STANFORD, California, Oct 17 (Reuters) – The Five Eyes countries’ intelligence chiefs came together on Tuesday to accuse China of intellectual property theft and using artificial intelligence for hacking and spying against the nations, in a rare joint statement by the allies.
The officials from the United States, Britain, Canada, Australia and New Zealand – known as the Five Eyes intelligence sharing network – made the comments following meetings with private companies in the U.S. innovation hub Silicon Valley.
U.S. FBI Director Christopher Wray said the “unprecedented” joint call was meant to confront the “unprecedented threat” China poses to innovation across the world.
From quantum technology and robotics to biotechnology and artificial intelligence, China was stealing secrets in various sectors, the officials said.
“China has long targeted businesses with a web of techniques all at once: cyber intrusions, human intelligence operations, seemingly innocuous corporate investments and transactions,” Wray said. “Every strand of that web had become more brazen, and more dangerous.”
In response, Chinese government spokesman Liu Pengyu said the country was committed to intellectual property protection.
“We firmly oppose to the groundless allegations and smears towards China and hope the relevant parties can view China’s development objectively and fairly,” the spokesperson for China’s embassy in Washington said in a statement to Reuters.
The U.S. has long accused China of intellectual property theft and the issue has been a key sore point in U.S.-China relations. But this is the first time the Five Eyes members have joined publicly to call out China on it.

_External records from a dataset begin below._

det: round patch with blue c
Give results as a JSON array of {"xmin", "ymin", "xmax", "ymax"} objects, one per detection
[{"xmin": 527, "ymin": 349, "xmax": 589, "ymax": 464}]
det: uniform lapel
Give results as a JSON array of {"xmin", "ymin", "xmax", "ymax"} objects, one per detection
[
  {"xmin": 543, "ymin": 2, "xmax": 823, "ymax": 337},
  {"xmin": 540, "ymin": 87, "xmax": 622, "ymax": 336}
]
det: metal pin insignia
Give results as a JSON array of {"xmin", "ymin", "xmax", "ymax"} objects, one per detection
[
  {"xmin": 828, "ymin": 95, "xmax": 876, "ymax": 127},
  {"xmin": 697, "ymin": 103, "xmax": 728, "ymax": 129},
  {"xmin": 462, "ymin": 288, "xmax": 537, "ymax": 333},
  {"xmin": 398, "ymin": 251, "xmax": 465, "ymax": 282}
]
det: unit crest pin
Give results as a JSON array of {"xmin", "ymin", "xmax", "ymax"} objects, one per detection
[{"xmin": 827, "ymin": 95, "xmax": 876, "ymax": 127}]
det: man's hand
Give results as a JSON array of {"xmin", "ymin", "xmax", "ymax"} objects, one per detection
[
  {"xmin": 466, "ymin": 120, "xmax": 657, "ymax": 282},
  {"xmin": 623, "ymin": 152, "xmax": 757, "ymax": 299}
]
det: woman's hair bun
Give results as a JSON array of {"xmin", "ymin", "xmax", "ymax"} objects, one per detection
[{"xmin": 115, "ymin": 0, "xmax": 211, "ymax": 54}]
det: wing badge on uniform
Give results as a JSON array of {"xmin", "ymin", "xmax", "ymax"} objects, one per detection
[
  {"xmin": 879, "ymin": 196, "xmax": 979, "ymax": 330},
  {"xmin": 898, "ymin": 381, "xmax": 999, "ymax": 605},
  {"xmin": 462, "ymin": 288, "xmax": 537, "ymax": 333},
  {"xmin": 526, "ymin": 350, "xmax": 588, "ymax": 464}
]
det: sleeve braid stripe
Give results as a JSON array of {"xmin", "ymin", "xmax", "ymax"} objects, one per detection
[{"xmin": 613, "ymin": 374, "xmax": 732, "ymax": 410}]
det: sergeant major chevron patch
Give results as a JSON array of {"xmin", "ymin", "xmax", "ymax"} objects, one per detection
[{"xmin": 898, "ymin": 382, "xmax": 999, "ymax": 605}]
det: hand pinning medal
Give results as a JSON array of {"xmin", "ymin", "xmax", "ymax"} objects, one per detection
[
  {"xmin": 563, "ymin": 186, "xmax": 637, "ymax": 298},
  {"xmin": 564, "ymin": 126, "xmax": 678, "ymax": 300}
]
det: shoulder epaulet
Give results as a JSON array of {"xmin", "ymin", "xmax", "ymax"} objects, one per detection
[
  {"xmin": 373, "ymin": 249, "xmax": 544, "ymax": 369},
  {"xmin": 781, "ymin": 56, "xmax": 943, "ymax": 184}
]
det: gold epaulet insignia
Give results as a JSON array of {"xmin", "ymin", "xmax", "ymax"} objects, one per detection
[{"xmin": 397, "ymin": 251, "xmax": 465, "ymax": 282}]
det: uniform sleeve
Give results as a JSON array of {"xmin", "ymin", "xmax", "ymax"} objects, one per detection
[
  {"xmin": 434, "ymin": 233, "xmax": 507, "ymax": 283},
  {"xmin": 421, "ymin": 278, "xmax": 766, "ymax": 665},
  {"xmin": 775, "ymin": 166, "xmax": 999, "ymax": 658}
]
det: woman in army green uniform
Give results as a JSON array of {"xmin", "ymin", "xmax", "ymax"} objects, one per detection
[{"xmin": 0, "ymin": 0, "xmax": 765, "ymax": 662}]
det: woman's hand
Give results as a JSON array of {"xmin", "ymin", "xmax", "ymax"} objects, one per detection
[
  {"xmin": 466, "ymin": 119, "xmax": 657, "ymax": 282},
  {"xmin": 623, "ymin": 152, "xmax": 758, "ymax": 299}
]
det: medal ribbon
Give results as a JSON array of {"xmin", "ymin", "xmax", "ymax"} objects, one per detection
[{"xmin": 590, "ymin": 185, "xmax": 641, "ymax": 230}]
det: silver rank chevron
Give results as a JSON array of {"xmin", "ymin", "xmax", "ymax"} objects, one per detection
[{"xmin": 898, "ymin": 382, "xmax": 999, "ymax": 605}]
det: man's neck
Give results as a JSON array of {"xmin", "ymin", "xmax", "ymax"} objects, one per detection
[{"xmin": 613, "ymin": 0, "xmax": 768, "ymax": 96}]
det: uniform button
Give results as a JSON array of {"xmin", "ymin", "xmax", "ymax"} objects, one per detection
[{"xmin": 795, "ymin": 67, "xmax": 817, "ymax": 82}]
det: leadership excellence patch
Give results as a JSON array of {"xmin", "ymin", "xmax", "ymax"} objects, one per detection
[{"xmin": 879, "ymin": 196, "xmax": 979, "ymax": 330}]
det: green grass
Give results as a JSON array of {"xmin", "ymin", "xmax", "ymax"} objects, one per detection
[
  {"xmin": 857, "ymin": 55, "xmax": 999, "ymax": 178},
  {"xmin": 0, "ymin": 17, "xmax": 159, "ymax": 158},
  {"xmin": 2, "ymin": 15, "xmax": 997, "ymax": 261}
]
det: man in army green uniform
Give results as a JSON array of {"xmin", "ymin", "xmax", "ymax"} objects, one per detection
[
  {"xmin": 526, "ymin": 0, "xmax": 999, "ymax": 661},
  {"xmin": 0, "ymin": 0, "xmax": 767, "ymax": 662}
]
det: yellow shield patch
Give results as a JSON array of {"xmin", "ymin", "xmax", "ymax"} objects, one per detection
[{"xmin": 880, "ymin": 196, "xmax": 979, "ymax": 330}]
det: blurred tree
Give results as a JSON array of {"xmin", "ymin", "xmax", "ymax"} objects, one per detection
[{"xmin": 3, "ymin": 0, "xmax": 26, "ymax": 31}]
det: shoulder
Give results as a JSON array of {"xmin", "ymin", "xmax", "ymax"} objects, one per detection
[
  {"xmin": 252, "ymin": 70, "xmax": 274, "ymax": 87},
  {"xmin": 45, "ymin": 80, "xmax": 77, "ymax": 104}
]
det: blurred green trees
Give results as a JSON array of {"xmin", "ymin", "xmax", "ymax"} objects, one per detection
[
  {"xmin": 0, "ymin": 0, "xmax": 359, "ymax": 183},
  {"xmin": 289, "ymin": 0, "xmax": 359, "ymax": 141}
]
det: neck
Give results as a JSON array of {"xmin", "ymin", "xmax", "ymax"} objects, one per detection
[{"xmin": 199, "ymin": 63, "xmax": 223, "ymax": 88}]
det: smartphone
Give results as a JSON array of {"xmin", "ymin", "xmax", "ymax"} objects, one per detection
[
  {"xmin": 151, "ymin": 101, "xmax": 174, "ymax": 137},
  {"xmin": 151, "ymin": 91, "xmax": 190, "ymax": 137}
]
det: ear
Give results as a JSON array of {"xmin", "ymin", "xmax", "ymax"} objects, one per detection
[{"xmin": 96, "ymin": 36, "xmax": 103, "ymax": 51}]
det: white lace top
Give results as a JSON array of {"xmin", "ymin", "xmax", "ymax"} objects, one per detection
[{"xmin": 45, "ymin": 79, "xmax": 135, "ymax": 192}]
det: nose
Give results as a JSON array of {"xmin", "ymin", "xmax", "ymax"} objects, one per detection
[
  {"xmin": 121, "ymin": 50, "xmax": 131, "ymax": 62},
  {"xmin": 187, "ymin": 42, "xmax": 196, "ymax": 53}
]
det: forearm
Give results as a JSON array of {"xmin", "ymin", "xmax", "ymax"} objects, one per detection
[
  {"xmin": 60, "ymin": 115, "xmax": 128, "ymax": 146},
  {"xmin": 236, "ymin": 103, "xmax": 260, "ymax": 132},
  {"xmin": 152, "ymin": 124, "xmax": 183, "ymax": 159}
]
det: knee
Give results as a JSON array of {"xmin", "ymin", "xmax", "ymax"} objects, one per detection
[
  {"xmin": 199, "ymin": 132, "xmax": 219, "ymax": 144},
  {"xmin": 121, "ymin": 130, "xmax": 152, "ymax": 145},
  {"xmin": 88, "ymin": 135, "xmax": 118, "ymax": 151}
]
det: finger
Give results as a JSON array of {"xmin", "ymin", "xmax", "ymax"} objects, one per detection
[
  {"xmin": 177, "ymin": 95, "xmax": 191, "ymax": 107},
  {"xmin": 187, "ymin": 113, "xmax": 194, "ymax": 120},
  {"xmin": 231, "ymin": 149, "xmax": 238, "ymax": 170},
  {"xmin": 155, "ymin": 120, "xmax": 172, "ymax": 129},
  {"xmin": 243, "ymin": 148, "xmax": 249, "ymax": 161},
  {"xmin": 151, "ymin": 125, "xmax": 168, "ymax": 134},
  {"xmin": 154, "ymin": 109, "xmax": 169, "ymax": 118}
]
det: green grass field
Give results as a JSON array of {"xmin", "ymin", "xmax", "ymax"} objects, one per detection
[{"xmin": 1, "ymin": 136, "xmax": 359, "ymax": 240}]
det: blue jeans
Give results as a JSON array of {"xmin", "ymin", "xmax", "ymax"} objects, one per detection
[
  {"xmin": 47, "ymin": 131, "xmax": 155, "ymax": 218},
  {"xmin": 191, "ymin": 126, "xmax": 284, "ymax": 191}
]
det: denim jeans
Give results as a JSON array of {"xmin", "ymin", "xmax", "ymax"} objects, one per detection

“The Chinese government is engaged in the most sustained scaled and sophisticated theft of intellectual property and expertise in human history,” said Mike Burgess, the Australian Security Intelligence Organisation’s director-general.
While China’s intention to innovate for its own national interest was “fine and entirely appropriate”, Burgess said “the behaviour we’re talking about here goes well beyond traditional espionage.”
Last month, his department busted a Chinese plot to infiltrate a prestigious Australian research institution that involved planting an academic there to steal secrets, he said.
“This sort of thing is happening every day in Australia, as it is in the countries here,” Burgess said.
The Five Eyes statement follows the group’s warning in May of a widespread Chinese spy operation it said was targeting critical infrastructure and various other sectors.
The Chinese government dismissed those allegations as a “collective disinformation campaign.”
Wray said China had “a bigger hacking program than that of every other major nation combined” that together with Beijing’s physical spies and stealing of trade secrets from private businesses and research institutions gave the country enormous power.
“Part of what makes it so challenging is all of those tools deployed in tandem, at a scale the likes of which we’ve never seen,” Wray said.
The officials called for private industry and academia to help in countering those threats, chief among which they said were artificial intelligence tools.
“We worry about AI as an amplifier for all sorts of misconduct,” Wray said, accusing China of stealing more personal and corporate data than any other nation by orders of magnitude.
“If you think about what AI can do to help leverage that data to take what’s already the largest hacking program in the world by a country mile, and make it that much more effective – that’s what we’re worried about,” he said.